The way you look at street rods is probably a little different than the way indoor car show judges do. You probably don’t walk around with a clipboard and pen, closely inspecting every corner of a car inside and out before deciding whether or not you like it. You don’t have to. Most of us make our first impressions from a few feet away. If the first impression is good, we’ll take a second look, then a third, and a fourth.
Bruce Albertson got his first look at this 1933 Ford three-window coupe at the L.A. Roadster Show in June 2010, but already knew about the car. A friend told him about the remarkable highboy, owned at the time by Rod Palmer from Arizona Street Rods in Phoenix. “I knew it had to have been well-built because Rod had previously built a ’32 I own, which has won many awards,” Bruce told us. He started inquiring about the coupe and received photographs and detailed descriptions from Palmer—but photos and descriptions were no substitute for the real live look Bruce got at the roadster show. “I immediately fell in love with the car and struck a deal.”
Palmer had discovered the original-steel coupe in the state of Washington several years earlier, and bought it as a personal project and a way to promote his shop. The ’33 was a work in progress, but needed to be finished. We don’t know what the previous owner had planned, but Palmer’s ideas were extensive. Not one part of the car has been untouched and not one part of the car—chassis, body, finish, engine, or interior—is typical.
One look will tell you there is something unusual in the proportions. A new front crossmember was built and moved forward 5-1/2 inches to lengthen the wheelbase and improve the highboy appearance. The framerails were boxed and narrowed at the rear. A Super Bell drilled I-beam axle has a 4-inch drop from TCI Engineering spindles. Hairpins, Durant leaf springs, and Romic shocks improve the ride, with steering handled by a Vega box and Pete & Jakes steering arms. The rear is suspended by Model A buggy springs and Harley-Davidson air shocks, along with ladder bars and a Deuce Factory panhard bar. Wilwood 12-inch disc brakes were added all around, controlled by a Wilwood master cylinder and proportioning valve.
Up above, Palmer chopped 3-1/2 inches of Henry Ford steel out of the top, and added ’38 Chevy headlights and ’37 Ford taillights. A pair of drilled nerf bars take the place of the front bumper and the rear bumper was replaced with a length of round curved stainless. The outside mirrors are from Rock Valley. The top insert is from LeBaron Bonney.

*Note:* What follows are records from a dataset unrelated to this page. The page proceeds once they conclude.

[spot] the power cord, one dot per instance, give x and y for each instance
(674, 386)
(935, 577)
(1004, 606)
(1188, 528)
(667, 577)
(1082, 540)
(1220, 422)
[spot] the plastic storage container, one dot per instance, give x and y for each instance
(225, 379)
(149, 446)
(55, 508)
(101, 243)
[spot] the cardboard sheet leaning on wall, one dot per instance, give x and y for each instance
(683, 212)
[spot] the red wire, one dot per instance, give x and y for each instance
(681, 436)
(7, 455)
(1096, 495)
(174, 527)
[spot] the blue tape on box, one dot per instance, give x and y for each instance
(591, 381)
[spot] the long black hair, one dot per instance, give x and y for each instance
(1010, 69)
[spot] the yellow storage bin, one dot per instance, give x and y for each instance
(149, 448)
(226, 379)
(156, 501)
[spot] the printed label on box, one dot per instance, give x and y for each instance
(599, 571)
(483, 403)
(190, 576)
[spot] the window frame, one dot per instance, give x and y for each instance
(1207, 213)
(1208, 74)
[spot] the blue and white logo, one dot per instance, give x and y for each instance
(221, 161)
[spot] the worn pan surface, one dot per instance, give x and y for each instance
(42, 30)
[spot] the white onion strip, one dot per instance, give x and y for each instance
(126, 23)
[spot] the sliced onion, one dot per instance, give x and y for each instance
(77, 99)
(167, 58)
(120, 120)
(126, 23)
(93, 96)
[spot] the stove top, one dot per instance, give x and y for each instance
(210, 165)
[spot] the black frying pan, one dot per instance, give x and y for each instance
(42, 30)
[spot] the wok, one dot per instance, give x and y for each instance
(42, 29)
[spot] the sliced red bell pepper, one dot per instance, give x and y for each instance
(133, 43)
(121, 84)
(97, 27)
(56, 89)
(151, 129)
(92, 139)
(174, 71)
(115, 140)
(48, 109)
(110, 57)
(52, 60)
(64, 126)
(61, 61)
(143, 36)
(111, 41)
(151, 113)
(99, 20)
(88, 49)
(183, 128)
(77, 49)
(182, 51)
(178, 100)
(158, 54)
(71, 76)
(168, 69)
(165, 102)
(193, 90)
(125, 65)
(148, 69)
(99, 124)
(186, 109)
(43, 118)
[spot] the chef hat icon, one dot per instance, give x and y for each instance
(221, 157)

Most of the rest of the exterior is factory—door handles, hood, grille, even the original radiator cap. The coupe was finished in black Standox paint at Arizona Street Rods, and Don Tippet came down from Grants Pass, Oregon, to create the convincing patina.
For a vintage racing–inspired highboy, big ’n’ little tires on 15-inch Halibrand Sprints was the perfect choice. The 15x9 and 15x4.5 rims were dressed up with three-piece knockoffs. The tires are BFGoodrich radials for street use, 155/80R15 Radial T/As in front and front and 285/70R15 Silvertowns in the rear (the ’33 is wearing Uniroyal rear meats in these photos).
The wheels were plated with nickel, matching many other components on the car, including the door handles, grille, axle, exhaust, steering wheel and column, and engine accessories. The plating was done at Fernando’s Metal Polishing in Phoenix.
Under the hood lies an engine as untypical as the rest of the rod, but the GM crate 502 engine looks right at home. The engine features aluminum high-performance heads. The valve covers and Edelbrock intake were treated to more nickel plating. The Holley 950-cfm four-barrel is topped by a Street & Performance air cleaner with a K&N filter. A pair of Sanderson headers lead into a 3-inch oval exhaust system from Spin Tech. A Tremec five-speed with an 11-inch clutch and Tremec short shift shifter backs up the big-block. A Driveline Service custom driveshaft connects a Speedway Engineering Super Max quick-change rearend.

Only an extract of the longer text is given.